While this might seem a no brainer, it turns out that standards were already fairly consistent between states. On the other hand, imposing rigid standards stifles academic freedom, reduces opportunities for “teachable moments” and addressing student-generated questions, and it has a tendency to promote broad, superficial learning at the expense of critical thinking, creativity and learning material in depth.

Like most “reforms,” CCS is also a cash cow for corporate education profiteers like the textbook publishers (districts must buy new books to accommodate the new standards) and test publishers (who design and sell the new tests to districts adopting the CCS).  It has also opened the door for consultants and others who hope to make a fortune training teachers and administrators how to work within the new CCS.

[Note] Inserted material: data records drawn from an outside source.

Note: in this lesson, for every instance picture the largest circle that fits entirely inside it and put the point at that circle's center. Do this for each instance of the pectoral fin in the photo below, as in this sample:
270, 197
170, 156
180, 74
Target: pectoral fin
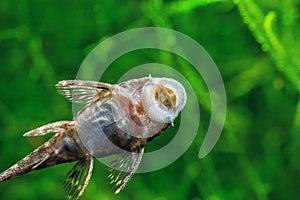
78, 178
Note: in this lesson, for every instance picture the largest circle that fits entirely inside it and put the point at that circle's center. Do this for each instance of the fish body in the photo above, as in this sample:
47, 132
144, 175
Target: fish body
117, 119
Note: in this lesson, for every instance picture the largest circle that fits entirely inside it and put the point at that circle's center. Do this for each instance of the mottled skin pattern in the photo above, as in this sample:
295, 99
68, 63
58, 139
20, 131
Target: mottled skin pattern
116, 119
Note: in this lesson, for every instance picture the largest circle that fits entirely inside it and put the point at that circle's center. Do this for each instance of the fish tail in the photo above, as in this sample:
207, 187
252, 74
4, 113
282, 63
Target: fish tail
27, 164
61, 148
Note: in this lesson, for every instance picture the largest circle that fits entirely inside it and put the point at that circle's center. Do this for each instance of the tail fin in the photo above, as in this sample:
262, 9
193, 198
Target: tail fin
50, 153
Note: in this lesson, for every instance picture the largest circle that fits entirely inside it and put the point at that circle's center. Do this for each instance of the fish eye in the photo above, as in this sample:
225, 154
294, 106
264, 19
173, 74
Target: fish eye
164, 98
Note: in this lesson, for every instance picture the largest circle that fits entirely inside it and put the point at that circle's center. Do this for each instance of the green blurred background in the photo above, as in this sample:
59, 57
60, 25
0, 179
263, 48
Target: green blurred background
255, 45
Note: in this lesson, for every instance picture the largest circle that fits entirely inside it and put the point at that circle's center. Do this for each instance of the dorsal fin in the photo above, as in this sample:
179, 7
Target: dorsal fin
54, 127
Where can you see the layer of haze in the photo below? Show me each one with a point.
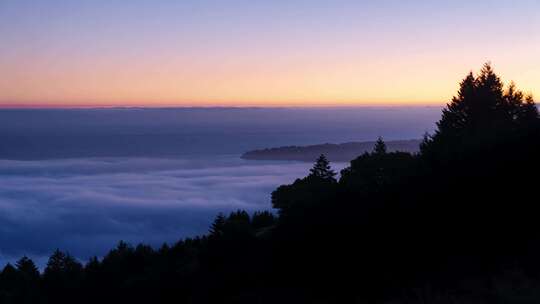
(240, 52)
(83, 179)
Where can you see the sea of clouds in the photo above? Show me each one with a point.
(85, 206)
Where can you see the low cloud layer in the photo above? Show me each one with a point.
(86, 206)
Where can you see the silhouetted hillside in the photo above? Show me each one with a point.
(334, 152)
(455, 223)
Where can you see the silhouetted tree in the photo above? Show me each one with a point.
(481, 114)
(321, 169)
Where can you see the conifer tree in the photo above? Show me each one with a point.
(321, 169)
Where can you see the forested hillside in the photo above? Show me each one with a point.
(455, 223)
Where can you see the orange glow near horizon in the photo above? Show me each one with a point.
(293, 57)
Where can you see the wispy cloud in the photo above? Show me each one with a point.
(87, 205)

CCS: A Cash Cow For Corporate Education Raiders
David Coleman is one of these consultants (see Schools Matter and Susan Ohanian) and the “chief architect” of CCS. Like many of the most well-known Ed Deformers (e.g., Bill Gates, Eli Broad, Walton Family, Arne Duncan, Michelle Rhee, Joel Klein, Mike Bloomberg), Coleman had virtually no real experience in the classroom. In fact, according to Schools Matter, his only pedagogical experience was a little tutoring he did while an undergrad at Yale, where he studied English. After this, he went on to work in business, making a lot of money with the Grow Network, which was bought by McGraw-Hill in 2005. In 2007 he left McGraw-Hill and co-founded the nonprofit Student Achievement Partners, which played a leading role in creating the Common Core Standards. He now leads Student Achievement Partners in their work helping teachers and policymakers to implement the Common Core State Standards.

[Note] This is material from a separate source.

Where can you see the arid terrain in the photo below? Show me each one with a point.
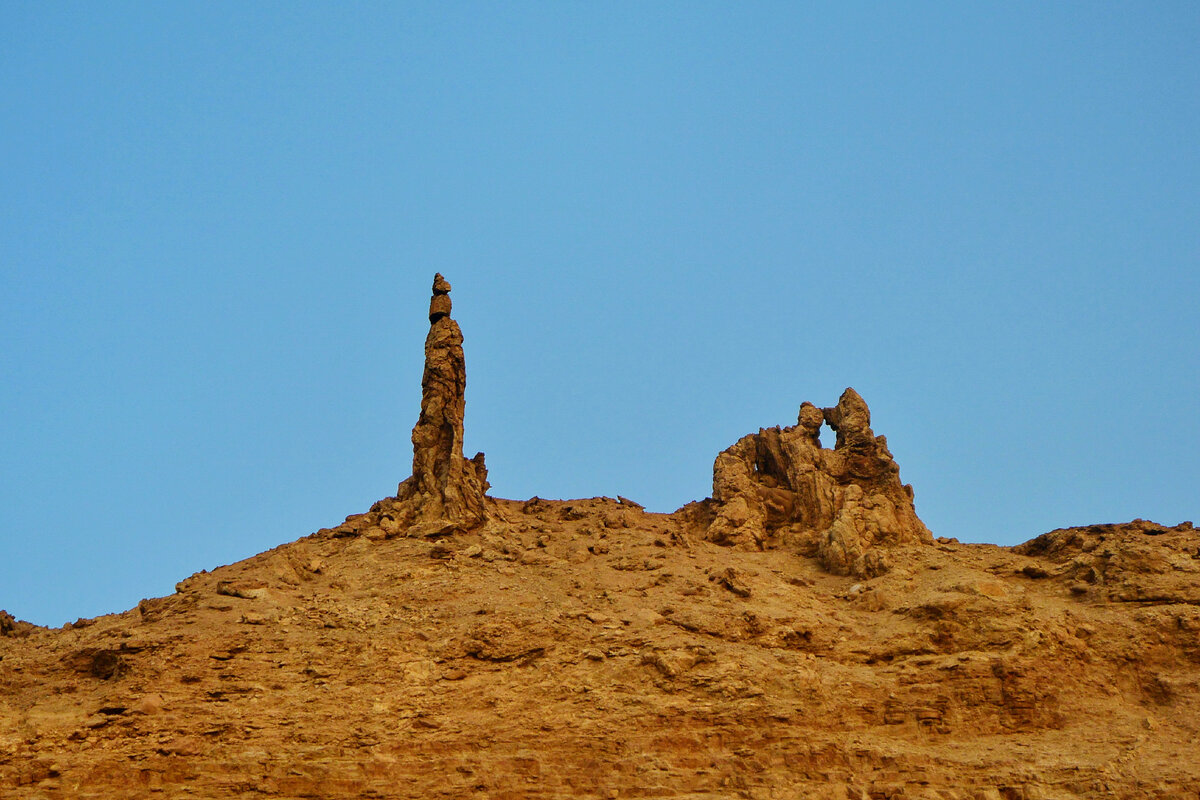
(798, 635)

CCS: Creating Passive and Compliant Workers and Consumers
Ohanian and Schools Matter both rail against Coleman’s crackpot ideas, like his claim that no one really “gives a shit about what you feel or what you think.” Thus, he argues, schools need to deemphasize fiction and rid themselves of the notion that students should critique texts or speculate about them, since no one gives a shit about what they think anyway. Therefore, he argues that the teacher’s job is to keep kids on the text, as if the text was some sort of pure Truth, closed to interpretation or criticism. This, he insists, is what will make children competitive in the Global Market.

In reality, this is what will further stifle their ability to think for themselves and kill their enjoyment of learning. However, this may indeed make them more competitive in the Global Marketplace since the majority of jobs will be low wage service sector jobs that do not require great levels of initiative, creativity or critical thought. It will also encourage passivity and servility, traits that are much sought after by employers.

CCS: A Trojan Horse for Union Busting?
If Coleman’s predictions come true and teachers become mindless servants of the “texts” and the “standards,” CCS will hasten the deskilling of teachers, making them even cheaper and more replaceable. Why bother with 2 years of graduate school when the teacher’s job is merely to test students on the absolute truth of the texts which have been created by the all-knowing experts at McGraw-Hill and Pearson?

This will surely reduce the teacher shortage, since anyone with a four-year degree can stand in front of a bunch of kids and tell them to read the passage on page 41 and answer the review questions at the end. It will also solve districts’ budget problems since a bunch of automatons are a lot cheaper than a bunch of unionized professionals.

One might be inclined to call me bombastic or paranoid. Yet the unions have mostly rolled over and let CCS pass in their states without a word of caution or protest. Many have actively collaborated with their governors or legislatures to get CCS passed, not only because of their desperation for some of the federal RttT crumbs being waved before their faces by the Obama Administration, but also because their typical response to almost any criticism of education is that that it must be correct and therefore, as professionals, we must lead the mob. The California Teachers Association was certainly in this category.